Drew Piazza, founder and league official of the first intramural league at San Quentin, explains the significance of creating a competitive league where men can come together and be a part of a team.
Piazza, a former sports editor of the San Quentin News, expresses what was the idea behind starting the intramural league:
“With the influx of new people here, I noticed there was a need for something for them to do. The San Quentin Kings and Warriors Basketball program could only facilitate about 40 or so guys. But, there were a 1,000 or so new arrivals. This is what I’ve done at other facilities. I just thought it was the right thing to do.”
“San Quentin never has had an intramural basketball league because programs here were basically set up to play outside teams.”
After the first games began he said, “The fact that San Quentin has never had an intramural basketball league because programs here were basically set up to play outside teams, I was a little optimistic. But, I knew the energy was there; the need was there; and I had the mindset of making it work. So I was pleased.
“We’re starting from scratch of course. There’s no set patterns or programs so we’re using a league format where each team plays each team twice. At mid season we will have an ‘All Star Game’ with the coaches that have the two best records. They will coach the All Star teams and after the 16th week, we’ll have an ‘All League Team’ that will challenge the Kings and the Warriors” said Piazza.
He said that the league will be split into two divisions. There will be four teams in the east and four teams in the west. The top three teams in each division will make the play-offs.
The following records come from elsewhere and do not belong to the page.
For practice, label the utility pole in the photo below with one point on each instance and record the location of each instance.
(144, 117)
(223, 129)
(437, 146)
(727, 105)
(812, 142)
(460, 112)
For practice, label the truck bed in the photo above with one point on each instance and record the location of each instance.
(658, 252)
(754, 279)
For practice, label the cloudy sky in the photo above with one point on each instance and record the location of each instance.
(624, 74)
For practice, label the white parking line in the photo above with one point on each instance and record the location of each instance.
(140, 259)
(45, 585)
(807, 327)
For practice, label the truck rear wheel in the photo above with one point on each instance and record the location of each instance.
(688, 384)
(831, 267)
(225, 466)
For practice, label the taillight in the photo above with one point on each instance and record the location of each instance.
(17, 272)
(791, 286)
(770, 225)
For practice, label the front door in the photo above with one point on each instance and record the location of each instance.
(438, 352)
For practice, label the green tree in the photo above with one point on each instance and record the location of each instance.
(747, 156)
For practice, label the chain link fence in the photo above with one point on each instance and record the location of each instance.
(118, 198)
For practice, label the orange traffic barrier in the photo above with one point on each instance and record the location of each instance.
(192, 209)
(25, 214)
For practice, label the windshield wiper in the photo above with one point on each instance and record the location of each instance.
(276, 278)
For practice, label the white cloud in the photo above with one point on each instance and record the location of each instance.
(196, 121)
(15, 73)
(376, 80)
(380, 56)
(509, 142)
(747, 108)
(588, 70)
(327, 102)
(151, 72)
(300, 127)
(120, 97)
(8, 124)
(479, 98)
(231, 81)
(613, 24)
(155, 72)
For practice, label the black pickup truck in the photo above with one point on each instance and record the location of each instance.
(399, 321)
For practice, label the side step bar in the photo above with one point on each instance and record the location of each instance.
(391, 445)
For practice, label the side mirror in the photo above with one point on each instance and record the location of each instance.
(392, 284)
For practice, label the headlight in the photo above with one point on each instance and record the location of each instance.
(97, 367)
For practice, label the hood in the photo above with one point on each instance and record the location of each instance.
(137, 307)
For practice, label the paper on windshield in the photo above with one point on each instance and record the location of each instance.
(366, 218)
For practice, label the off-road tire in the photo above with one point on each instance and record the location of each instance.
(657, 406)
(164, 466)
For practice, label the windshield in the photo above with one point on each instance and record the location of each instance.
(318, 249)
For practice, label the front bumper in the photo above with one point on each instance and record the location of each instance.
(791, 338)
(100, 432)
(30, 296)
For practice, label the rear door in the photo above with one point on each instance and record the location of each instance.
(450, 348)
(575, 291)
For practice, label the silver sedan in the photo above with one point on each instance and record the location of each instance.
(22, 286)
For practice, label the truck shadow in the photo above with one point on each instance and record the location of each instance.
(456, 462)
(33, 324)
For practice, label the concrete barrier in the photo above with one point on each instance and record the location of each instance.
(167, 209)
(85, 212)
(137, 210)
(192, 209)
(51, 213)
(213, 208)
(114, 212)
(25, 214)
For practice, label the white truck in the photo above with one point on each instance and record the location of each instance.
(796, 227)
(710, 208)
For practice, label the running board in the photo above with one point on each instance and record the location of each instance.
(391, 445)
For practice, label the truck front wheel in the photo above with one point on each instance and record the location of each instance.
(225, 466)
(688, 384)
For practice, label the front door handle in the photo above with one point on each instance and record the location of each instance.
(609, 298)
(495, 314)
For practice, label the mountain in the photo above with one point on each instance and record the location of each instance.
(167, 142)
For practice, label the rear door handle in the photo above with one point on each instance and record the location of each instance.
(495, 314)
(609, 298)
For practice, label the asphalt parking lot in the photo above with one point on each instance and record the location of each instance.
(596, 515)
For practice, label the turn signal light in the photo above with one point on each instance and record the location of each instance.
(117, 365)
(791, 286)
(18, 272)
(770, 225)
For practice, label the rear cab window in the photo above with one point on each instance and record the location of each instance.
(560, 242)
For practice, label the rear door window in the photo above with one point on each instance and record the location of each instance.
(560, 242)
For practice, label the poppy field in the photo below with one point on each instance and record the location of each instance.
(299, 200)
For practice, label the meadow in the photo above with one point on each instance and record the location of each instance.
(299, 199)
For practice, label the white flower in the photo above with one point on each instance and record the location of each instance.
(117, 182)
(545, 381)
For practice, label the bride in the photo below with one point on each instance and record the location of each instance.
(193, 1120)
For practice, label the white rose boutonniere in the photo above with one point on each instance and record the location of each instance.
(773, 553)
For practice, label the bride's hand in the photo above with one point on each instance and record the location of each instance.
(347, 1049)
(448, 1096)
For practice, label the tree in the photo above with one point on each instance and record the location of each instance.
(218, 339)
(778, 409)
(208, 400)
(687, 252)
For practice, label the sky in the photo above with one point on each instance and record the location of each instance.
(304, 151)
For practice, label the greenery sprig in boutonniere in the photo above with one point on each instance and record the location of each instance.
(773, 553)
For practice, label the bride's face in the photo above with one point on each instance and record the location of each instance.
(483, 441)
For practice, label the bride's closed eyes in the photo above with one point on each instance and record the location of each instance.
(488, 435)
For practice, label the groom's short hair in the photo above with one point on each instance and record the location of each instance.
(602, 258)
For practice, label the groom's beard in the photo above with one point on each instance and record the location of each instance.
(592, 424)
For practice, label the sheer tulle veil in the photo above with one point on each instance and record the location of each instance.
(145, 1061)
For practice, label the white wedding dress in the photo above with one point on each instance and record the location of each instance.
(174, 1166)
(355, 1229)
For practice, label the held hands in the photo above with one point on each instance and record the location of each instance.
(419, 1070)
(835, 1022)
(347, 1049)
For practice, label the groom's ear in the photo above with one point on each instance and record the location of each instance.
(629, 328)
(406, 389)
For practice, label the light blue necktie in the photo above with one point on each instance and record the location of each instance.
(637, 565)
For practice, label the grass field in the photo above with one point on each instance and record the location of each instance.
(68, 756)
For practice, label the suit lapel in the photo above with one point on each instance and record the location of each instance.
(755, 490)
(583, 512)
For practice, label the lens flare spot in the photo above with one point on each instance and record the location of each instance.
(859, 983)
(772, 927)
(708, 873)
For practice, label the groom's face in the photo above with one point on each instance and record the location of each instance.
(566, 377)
Piazza emphasized that the league helps the incarcerated men at San Quentin. He said, “I think the league helps facilitates everything the population needs. I don’t think the facility is ready to take in so many people. It helps with the adaptation, the energy. The participation for the staff has been great. I would like to thank Mr. Di Nevi for allowing us to put this league together.”
As the league official, he also discussed the importance of calling a good game. “I always noticed that when sports were being played there was a lot of cheating and favoritism involved, so I kind of felt compelled to step in and do the best I could to make it good and clean,” he said.